Great work sinner I'm impressed with your coding ability.
 I'm hoping to become an expert on coding myself eventually.


----------



## sinner (21 October 2010)

Thanks waza, I'm wondering why tech hasn't replied yet, I only posted it for his benefit?


----------



## tech/a (21 October 2010)

sinner said:


> Thanks waza, I'm wondering why tech hasn't replied yet, I only posted it for his benefit?




Sorry I have had a look and you have had me racing to my library to brush up on Ichimoku.

I note that the code has imbedded Ichimoku code (.TENKANSEN etc)
Without it you cant run the code through I presume amibroker.
I have the code for metastock but have never really studied the analysis method.

So I cant see how at this point until I educate myself how it works as a swing trading method---but "Presume" not as a conventional pivot high/low method would be traded.(The presumption is from the arrows on your charts).
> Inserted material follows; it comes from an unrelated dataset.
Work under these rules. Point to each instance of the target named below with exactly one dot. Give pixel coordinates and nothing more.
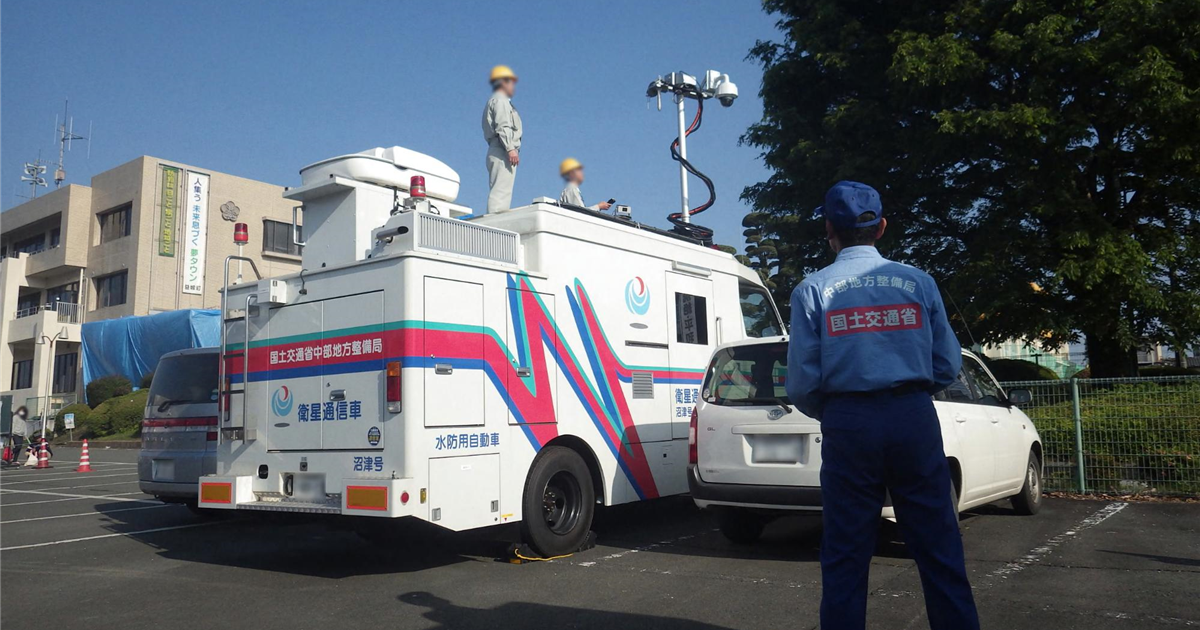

Off to listen to David Suzuki tonight so may not answer until tommorow---but I'm interested in persuing this further Sinner.


----------



## sinner (21 October 2010)

tech/a said:


> Sorry I have had a look and you have had me racing to my library to brush up on Ichimoku.
> 
> I note that the code has imbedded Ichimoku code (.TENKANSEN etc)
> Without it you cant run the code through I presume amibroker.
> I have the code for metastock but have never really studied the analysis method.




The code is written for Metatrader (MT4).

Quick Ichimoku redux:
Tenkan-sen: (Highest high of the last 9 periods + Lowest low of the last 9 periods)/2
Kijun-sen: (Highest high of the last 26 periods + Lowest low of the last 26 periods)/2
Kumo:
 - Senkou A: (TS+KS)/2 shifted into the future 26 periods
 - Senkou B: (Highest high of the last 52 periods + Lowest low of the last 52 periods)/2 

Essentially a bunch of dynamic 50% lines.



> So I cant see how at this point until I educate myself how it works as a swing trading method---but "Presume" not as a conventional pivot high/low method would be traded.(The presumption is from the arrows on your charts).




I just use it as a generalised pullback zone. You could qualify it as:

"Wait for price to pullback below 50% of the 9 bar range, but above 50% of the 26 bar range, supported by the longer term trend as represented by the kumo".

Williams % R in this case, is just a lazy code proxy for a 6 bar pullback into the above qualified zone. I use 6 for forex, but only 3 bar pullback for most other instruments. This is the correct technical use for %R indicator.

Then we just wait for a swing point low pattern to establish itself using higher low->lower low->higher low OR an outside bar proceeding after a higher low->lower low as the criteria. 



So:

Uptrend -> 6 bar pullback into "pullback zone" -> swing point low -> long after checking the S/R at the swing point low.

The indicator operates on the assumption you are only trading at the close/open of a new bar.



> Off to listen to David Suzuki tonight so may not answer until tommorow---but I'm interested in persuing this further Sinner.




Look forward to your thoughts.


----------